Factor Analysis of the Zung Self-Rating Depression Scale in a Large Sample of Patients With Major Depressive Disorder in Primary Care

Irene Romera; Helena Delgado-Cohen; Teresa Perez; Luis Caballero; Immaculada Gilaberte


BMC Psychiatry. 2008;8(4) 

In This Article

Abstract and Background

Background: The aim of this study was to examine the symptomatic dimensions of depression in a large sample of patients with major depressive disorder (MDD) in the primary care (PC) setting by means of a factor analysis of the Zung self-rating depression scale (ZSDS).
Methods: A factor analysis was performed, based on the polychoric correlations matrix, between ZSDS items using promax oblique rotation in 1049 PC patients with a diagnosis of MDD (DSM-IV).
Results: A clinical interpretable four-factor solution consisting of a core depressive factor (I); a cognitive factor (II); an anxiety factor (III) and a somatic factor (IV) was extracted. These factors accounted for 36.9% of the variance on the ZSDS. The 4-factor structure was validated and high coefficients of congruence were obtained (0.98, 0.95, 0.92 and 0.87 for factors I, II, III and IV, respectively). The model seemed to fit the data well with fit indexes within recommended ranges (GFI = 0.9330, AGFI = 0.9112 and RMR = 0.0843).
Conclusion: Our findings suggest that depressive symptoms in patients with MDD in the PC setting cluster into four dimensions: core depressive, cognitive, anxiety and somatic, by means of a factor analysis of the ZSDS. Further research is needed to identify possible diagnostic, therapeutic or prognostic implications of the different depressive symptomatic profiles.
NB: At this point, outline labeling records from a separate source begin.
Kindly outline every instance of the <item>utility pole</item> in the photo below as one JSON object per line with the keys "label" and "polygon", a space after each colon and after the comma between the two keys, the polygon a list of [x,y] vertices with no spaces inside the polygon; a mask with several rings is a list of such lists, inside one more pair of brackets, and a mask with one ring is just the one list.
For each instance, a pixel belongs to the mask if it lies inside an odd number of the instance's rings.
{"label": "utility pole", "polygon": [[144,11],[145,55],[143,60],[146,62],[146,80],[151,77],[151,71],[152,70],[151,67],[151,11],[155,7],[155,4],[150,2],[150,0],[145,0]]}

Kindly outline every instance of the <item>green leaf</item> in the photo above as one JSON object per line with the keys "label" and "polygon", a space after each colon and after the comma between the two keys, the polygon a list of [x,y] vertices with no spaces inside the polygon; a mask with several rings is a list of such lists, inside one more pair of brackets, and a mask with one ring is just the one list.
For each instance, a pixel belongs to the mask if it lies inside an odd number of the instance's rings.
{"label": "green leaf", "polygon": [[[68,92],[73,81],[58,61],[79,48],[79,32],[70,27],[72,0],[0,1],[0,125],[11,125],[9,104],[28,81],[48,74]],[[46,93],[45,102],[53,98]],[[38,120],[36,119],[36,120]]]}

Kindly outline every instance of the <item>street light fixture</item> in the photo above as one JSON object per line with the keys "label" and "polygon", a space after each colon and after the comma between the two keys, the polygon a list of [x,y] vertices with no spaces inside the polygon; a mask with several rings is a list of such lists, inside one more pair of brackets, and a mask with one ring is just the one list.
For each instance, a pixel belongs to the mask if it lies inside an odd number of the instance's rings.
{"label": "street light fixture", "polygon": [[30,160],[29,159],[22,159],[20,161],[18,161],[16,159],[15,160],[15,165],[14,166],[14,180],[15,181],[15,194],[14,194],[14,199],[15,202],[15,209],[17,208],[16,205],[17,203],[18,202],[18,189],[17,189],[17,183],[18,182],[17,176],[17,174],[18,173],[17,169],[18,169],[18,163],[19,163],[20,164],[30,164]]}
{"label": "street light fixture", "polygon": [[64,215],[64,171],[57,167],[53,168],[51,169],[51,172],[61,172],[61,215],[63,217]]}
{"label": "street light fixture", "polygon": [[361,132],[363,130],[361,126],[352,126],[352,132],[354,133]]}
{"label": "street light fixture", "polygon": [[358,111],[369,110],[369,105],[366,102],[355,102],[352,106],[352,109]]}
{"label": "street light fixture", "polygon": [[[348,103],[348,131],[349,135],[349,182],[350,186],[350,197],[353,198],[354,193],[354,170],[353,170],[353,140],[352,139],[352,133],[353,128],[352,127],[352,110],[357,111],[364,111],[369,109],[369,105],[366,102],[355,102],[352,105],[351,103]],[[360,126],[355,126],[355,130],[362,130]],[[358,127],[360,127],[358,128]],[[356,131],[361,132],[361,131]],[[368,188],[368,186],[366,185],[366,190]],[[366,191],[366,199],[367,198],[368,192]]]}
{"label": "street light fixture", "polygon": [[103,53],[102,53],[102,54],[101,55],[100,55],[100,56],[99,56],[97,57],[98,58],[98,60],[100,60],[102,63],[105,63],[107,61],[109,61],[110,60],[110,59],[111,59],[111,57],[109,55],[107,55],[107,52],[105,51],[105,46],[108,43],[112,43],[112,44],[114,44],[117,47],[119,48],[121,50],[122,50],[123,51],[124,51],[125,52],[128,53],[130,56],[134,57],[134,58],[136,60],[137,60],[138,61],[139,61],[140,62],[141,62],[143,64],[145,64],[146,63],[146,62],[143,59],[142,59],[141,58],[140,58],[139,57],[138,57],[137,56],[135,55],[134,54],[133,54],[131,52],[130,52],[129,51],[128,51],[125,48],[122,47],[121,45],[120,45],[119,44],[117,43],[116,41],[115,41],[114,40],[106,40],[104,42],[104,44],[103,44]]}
Depression can be manifested as a combination of a wide variety of symptoms: loss of interest, depressed mood, psychic anxiety, somatic anxiety, altered appetite, altered sleep, painful symptoms, etc.[1] In the primary care (PC) setting, approximately two thirds of patients with depression report somatic symptoms solely as the reason for consultation.[1] Indeed, depression is mostly difficult to recognize in such patients being the major reason for underdiagnosis and undertreatment of depression in PC.[1,2,3,4]

Traditionally, the heterogeneous symptoms of depression have been grouped into different symptomatic dimensions according to their clinical significance but there is no consensus on how this is best done.[1,5] Hence, depressive symptoms have been grouped into psychological and somatic;[1] into affective, cognitive, vegetative, behavioural, physical and impulsive-control;[6,7] or into affective, somatic and cognitive symptoms,[8] etc. However, from a clinical perspective, the grouping of depressive symptoms into symptomatic dimensions is purely intuitive and lacks empirical evidence. There is evidence that patients with different depressive symptom profiles are likely to have different prognosis and therefore might require a different therapeutic approach.[9] Furthermore, depressive symptoms have shown to differentially predict survival in patients with coronary artery disease.[10] Therefore, identifying the symptomatic dimensions of depression is relevant because of their diagnostic and therapeutic implications.[3,4]

There are few studies that identify or empirically group depressive symptoms into symptomatic dimensions. Some have analysed the factor structure of commonly used diagnostic instruments for depression, such as the Zung self-rating depression scale (ZSDS) or the Hamilton depression rating scale (HAMD-D), to examine the degree to which the emerged factors represent symptoms clusters and to assess whether the obtained factor structures are or not equivalent across subgroups (age, gender, diagnosis, etc.).[9]

In particular, the factor structure of the ZSDS has been studied in different populations, such as healthy subjects over the age of 65,[11] pregnant women,[12] patients with heart disease,[10] cancer[13,14] or chronic muscle pain,[15] students,[16,17] workers[18,19] etc., obtaining different factor structures. To date, and to our knowledge there are no studies examining the factor structure of the ZSDS in patients with depression in the PC setting.

Because of the underdiagnosis and undertreatment of depression in PC[2,3,4,20,21] as well as the possible future implications of different symptomatic profiles in the prognosis of depression, we believe that studying the symptomatic dimensions in this population is of great interest. We hypothesized that depressive symptoms in patients with MDD would be empirically grouped into symptomatic dimensions and that this grouping would be of clinical significance. For this purpose, we examined the factor structure and the composition of the resulted factors in a large sample of patients with MDD in PC by means of a factor analysis of the ZSDS.